3

Consider the following x86 assembly:

; something that sets rax
mov rcx, [rdi]
xor rax, rcx
xor rax, rcx

At the end of the sequence, rax has the same value as it had on entry, but from the point of view of the CPU its value depends on the value loaded from memory into rcx. In particular, subsequent use of rax won't start until that load and the two xor instructions complete.

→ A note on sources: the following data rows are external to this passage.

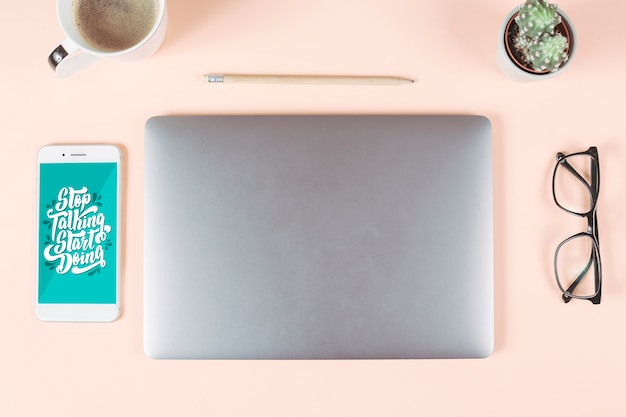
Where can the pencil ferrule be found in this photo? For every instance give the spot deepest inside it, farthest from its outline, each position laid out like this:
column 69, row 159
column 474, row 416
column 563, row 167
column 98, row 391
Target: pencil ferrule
column 215, row 78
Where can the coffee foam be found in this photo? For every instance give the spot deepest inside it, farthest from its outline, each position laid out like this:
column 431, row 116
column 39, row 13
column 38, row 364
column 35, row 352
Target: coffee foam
column 115, row 25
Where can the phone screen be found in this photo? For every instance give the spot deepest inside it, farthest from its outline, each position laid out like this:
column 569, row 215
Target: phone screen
column 78, row 233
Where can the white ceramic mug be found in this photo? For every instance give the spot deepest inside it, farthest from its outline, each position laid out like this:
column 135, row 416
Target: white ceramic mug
column 76, row 52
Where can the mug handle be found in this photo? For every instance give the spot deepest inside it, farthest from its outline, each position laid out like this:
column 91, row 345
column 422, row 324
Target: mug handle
column 68, row 58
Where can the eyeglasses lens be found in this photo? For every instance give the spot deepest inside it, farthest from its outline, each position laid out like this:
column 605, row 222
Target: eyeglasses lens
column 572, row 181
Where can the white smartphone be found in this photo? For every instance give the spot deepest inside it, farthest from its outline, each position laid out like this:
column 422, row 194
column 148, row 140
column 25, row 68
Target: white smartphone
column 78, row 233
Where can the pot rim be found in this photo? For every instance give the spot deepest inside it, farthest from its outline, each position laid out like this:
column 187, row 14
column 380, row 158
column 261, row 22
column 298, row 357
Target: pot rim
column 565, row 28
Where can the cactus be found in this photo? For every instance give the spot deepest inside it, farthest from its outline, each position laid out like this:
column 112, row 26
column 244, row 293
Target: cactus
column 537, row 17
column 543, row 48
column 548, row 53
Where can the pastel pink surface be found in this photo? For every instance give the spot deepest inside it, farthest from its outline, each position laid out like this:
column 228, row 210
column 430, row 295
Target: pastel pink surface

Is there any way to achieve this effect more efficiently than the two-xor sequence, e.g., with a single one-uop one-cycle-latency instruction? It's OK if some constant value needs to be set up once before the sequence (e.g., having a zeroed register).

Peter Cordes
  • 328,167
  • 45
  • 605
  • 847
BeeOnRope
  • 60,350
  • 16
  • 207
  • 386
  • 2
    Maybe `shld rax, rcx, 0`? Or `imul rax, rcx, 1`? – Ross Ridge Aug 02 '18 at 06:28
  • @RossRidge, ah, those are both nice. Too bad they are three cycles latency though (in my particular case that happens to matter more than the uop count). I could have made it clearer in the question... – BeeOnRope Aug 02 '18 at 06:34
  • why do you need to xor 2 times like that? Are you using the value of rax after the first xor? – phuclv Aug 02 '18 at 06:40
  • How does `bt rax,rcx` fare in terms of performance? And does it create dependency like you want? (will also modify CF, which may be OK, as your `xor` does modify it too, although in fixed CF=0 way). (edit: wait, `bt` doesn't modify `rax`, so in case it's implemented like that, the further use of `rax` may be done ahead ... hm :/ doesn't seem good) – Ped7g Aug 02 '18 at 06:43
  • 2
    @phuclv 2 times to revert `rax` to original value, i.e. creating "nop" operation, but with dependency on `rcx` value, which is loaded from memory. BeeOnRope is working on some kind of micro benchmarks, exercising all kind of internal constraints of modern x86 architecture, so his code sometimes looks a bit weird, it's just artificial benchmarking piece of code, not "real" code doing something "meaningful". – Ped7g Aug 02 '18 at 06:45
  • 2
    @RossRidge `imul rax, rcx, 1` will move `rcx` into `rax`, destroying `rax` content? ... maybe `imul rcx, rax` would work as desired, if `rcx` may be destroyed. = nope, that makes `rax` independent, ups. Too early for me... – Ped7g Aug 02 '18 at 06:50
  • @Ped7g Oh, right yah that won't work. – Ross Ridge Aug 02 '18 at 06:56
  • Then some kind of `rol/ror rax,cl` is maybe another option, if the `rcx` contains value divisible by 64 (either the memory is set up like that, or another `and rcx,-64` after load), but I think those are a bit slow too, so like on par with the suggested `shld` one. – Ped7g Aug 02 '18 at 06:59
  • 2
    I was thinking along the lines of `xor ecx, ecx ; add rcx, [edi] ; adc rax, 0`. – David Wohlferd Aug 02 '18 at 07:11
  • @BeeOnRope: updated my answer to fix the latencies; I had time to check Agner Fog's tables and `shld` is 3c latency, unfortunately. – Peter Cordes Aug 02 '18 at 19:15
  • It sounds like you want to depend on the value from memory. Are you sure this is best rather than a memory barrier? – dave Aug 03 '18 at 01:03
  • @dave - I'm just trying to set up an OoO dependency between two registers. Yes, in this example `rcx` came from memory, but not always. In any case it is not clear how a memory barrier would help even for this example (even if it could somehow create the dependency, it would be terribly slow). – BeeOnRope Aug 03 '18 at 01:09

1 Answers1

5

With only 1 uop / 1c latency on the critical path of the target register:

# target=rax  extra source=rcx
mov  edx, ecx    ; no latency
and  edx, 0      ; BMI1  ANDN could mov+and in 1 uop, port 1 or 5 only on SnB-family (Ryzen: any)

or   rax, rdx

AND with zero is not special-cased as a dep-breaking zeroing idiom on any CPUs, AFAIK.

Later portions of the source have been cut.